Abstract
Background: Fish oil (Ω-3 fatty acids) has been studied for more than 30 years. However, recent concerns of mercury and environmental toxins have clouded fish oil’s potential clinical benefits. This article aims to review practical, evidence-based applications of fish oil for the primary care physician.
Methods: PubMed search using key words ‘fish oil,’ ‘docosahexaenoic,’ and ‘eicosapentaenoic’ in title/abstract. Limited to human clinical trials. Articles were further scanned for relevant sources.
Results: For secondary prevention of cardiovascular disease, 1 g of fish oil has shown to reduce overall and cardiovascular mortality, myocardial infarction, and sudden cardiac death. Higher doses may be used for its potent triglyceride-lowering effects and for patients with rheumatoid arthritis to reduce nonsteroidal anti-inflammatory use. Ω-3 fatty acid supplementation of infant formula has shown benefit in infant neural growth and development.
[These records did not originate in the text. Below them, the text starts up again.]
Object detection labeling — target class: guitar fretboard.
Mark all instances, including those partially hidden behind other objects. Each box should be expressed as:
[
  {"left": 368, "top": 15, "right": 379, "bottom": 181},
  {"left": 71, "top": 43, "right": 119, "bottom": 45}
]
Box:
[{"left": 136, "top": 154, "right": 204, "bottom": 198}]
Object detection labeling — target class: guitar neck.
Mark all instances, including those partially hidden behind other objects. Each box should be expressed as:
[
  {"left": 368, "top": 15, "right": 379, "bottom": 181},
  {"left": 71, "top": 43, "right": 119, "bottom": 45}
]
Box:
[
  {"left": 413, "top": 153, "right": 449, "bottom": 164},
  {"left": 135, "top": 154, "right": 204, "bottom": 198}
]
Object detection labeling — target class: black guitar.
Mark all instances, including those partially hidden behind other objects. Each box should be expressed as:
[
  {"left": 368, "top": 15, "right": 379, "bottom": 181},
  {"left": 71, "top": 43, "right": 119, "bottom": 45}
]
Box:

With the potential health benefits of fish, women of childbearing age should be encouraged to eat 1 to 2 low-mercury fish meals per week.
Conclusions: Fish oil has numerous practical applications for the primary care physician. Understanding the diverse clinical research of Ω-3 fatty acids and fish oil is important in determining its role in primary care practices.
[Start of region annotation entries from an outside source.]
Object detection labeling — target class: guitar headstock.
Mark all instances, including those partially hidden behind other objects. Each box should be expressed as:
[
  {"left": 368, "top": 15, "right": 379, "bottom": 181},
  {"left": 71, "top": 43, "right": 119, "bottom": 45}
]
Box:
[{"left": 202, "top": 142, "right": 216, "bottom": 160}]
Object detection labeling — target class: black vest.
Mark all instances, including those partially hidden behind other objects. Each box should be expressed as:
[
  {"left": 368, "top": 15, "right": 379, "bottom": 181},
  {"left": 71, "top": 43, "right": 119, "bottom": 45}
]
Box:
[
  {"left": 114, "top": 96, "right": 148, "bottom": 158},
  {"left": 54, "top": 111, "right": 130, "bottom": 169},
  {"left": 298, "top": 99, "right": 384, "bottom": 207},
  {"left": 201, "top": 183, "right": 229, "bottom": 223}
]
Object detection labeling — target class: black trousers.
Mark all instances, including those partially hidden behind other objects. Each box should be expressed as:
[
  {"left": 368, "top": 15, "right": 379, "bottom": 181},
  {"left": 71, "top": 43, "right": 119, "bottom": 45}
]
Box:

More than 30 years ago, Danish researchers hypothesized that lower rates of heart disease of Greenland Eskimos were associated with higher consumption of whale, seal, and fish.1,2 Since then, from research unraveling the mechanism of Ω-3 fatty acids, to clinical trials in cardiovascular disease, treatments of hyperlipidemia, rheumatoid arthritis, and the prevention of preterm labor, there have been more than 7000 reports—including nearly 900 human clinical trials on the study of fish oil and Ω-3 fatty acids.3,4 However, recent concerns regarding mercury and other environmental toxins have clouded the waters of fish oil research and its potential health benefits. This article will discuss the evidence behind fish oil—emphasizing current, practical information for conditions family physicians can effectively impact today.
Methods
Medline and Cochrane database search using the key words “fish oil” or “docosahexaenoic” or “eicosapentaenoic.” These were combined with the keywords “cardiovascular disease,” “myocardial infarction,” “hypertriglyceridemia,” “pregnancy,” “rheumatoid arthritis,” or “infants.” Search was further limited to humans, clinical trials. References from key articles were also scanned for relevant sources.
Results and Discussion
Mechanism of Action
There are 2 classes of essential fatty acids, the Ω-6 and Ω-3 fatty acids (FA). Ω-3 FA, found primarily in fatty fish with high oil content, consists of both eicosapentaenoic acid (EPA) and docosahexaenoic acid (DHA). Research has shown increasing evidence for anti-inflammatory, antithrombotic, antiarrhythmic and antiatherogenic effects of fish oil.5 Fish oil is the most significant source of dietary Ω-3 FA. The terms will be used interchangeably.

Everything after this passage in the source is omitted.